Live Paint is an intuitive way to create colored drawings. It lets you use the full range of Illustrator’s vector drawing tools, but treats all the paths
you draw as though they are on the same flat surface. That is, none of the paths is behind or in front of any other. Instead, the paths divide the
drawing surface up into areas, any of which can be colored, regardless of whether the area is bounded by a single path or by segments of multiple
paths. The result is that painting objects is like filling in a coloring book or using watercolors to paint a pencil sketch.

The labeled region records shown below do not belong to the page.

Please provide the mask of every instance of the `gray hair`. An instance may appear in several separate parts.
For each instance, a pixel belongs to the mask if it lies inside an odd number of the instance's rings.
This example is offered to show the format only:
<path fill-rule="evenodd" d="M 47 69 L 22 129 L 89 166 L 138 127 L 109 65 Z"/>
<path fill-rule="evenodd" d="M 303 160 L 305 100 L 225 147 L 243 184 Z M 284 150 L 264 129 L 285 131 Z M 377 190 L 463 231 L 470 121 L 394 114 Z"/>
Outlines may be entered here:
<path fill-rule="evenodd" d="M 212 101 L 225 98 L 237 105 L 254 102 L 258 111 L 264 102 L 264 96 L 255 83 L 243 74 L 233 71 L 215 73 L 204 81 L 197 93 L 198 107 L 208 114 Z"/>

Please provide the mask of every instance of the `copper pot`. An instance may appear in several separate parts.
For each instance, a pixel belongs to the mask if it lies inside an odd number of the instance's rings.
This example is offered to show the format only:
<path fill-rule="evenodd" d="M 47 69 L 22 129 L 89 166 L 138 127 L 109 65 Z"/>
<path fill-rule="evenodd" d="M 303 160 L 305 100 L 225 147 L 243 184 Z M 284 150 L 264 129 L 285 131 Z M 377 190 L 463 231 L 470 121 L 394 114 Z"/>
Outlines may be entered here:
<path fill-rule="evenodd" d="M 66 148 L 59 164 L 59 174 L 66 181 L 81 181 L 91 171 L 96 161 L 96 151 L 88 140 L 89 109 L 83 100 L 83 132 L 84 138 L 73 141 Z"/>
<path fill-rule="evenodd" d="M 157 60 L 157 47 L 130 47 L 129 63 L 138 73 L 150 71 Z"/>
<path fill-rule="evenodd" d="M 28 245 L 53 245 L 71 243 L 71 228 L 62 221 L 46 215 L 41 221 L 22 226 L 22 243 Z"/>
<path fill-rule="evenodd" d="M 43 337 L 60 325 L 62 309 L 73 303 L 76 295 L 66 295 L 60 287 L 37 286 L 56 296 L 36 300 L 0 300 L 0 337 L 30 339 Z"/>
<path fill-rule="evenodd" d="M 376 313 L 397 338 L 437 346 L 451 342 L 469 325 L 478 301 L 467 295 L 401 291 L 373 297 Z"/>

Once you’ve made a Live Paint group, each path remains fully editable. When you move or adjust a path’s shape, the colors that had been
previously applied don’t just stay where they were, like they do in natural media paintings or image editing programs. Instead, Illustrator
automatically reapplies them to the new regions that are formed by the edited paths.

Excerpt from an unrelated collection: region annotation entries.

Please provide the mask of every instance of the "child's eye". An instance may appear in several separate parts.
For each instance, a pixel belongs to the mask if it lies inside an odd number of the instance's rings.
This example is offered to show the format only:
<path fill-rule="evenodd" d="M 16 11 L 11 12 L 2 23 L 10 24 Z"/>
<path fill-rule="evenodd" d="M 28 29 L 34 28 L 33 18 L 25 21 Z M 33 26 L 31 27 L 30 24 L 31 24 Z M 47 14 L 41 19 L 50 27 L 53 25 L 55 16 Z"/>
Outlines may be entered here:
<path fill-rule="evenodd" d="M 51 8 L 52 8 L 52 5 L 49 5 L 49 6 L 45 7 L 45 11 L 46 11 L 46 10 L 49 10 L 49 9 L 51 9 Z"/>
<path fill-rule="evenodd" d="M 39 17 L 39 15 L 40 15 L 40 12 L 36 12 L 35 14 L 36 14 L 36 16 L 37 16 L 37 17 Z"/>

Adjusting Live Paint paths
A. Original B. Live Paint group C. Paths adjusted, Live Painting reflows
The paintable parts of Live Paint groups are called edges and faces. An edge is the portion of a path between where it intersects with other paths.
A face is the area enclosed by one or more edges. You can stroke edges and fill faces.
Take, for example, a circle with a line drawn across it. As a Live Paint group, the line (edge) dividing the circle creates two faces in the circle. You
can fill each face and stroke each edge with a different color using the Live Paint Bucket tool.
Circle and line (left) compared to circle and line after conversion to a Live Paint group and filling faces and stroking edges (right).
Note: Live Paint takes advantage of multiprocessors, which help Illustrator perform the operations more quickly.
For a video on using Live Paint, see www.adobe.com/go/vid0042.
Live Paint limitations
Fill and paint attributes are attached to faces and edges of a Live Paint group—not to the actual paths that define them, as in other Illustrator
objects. Because of this, some features and commands either work differently or are not applicable to paths inside a Live Paint group.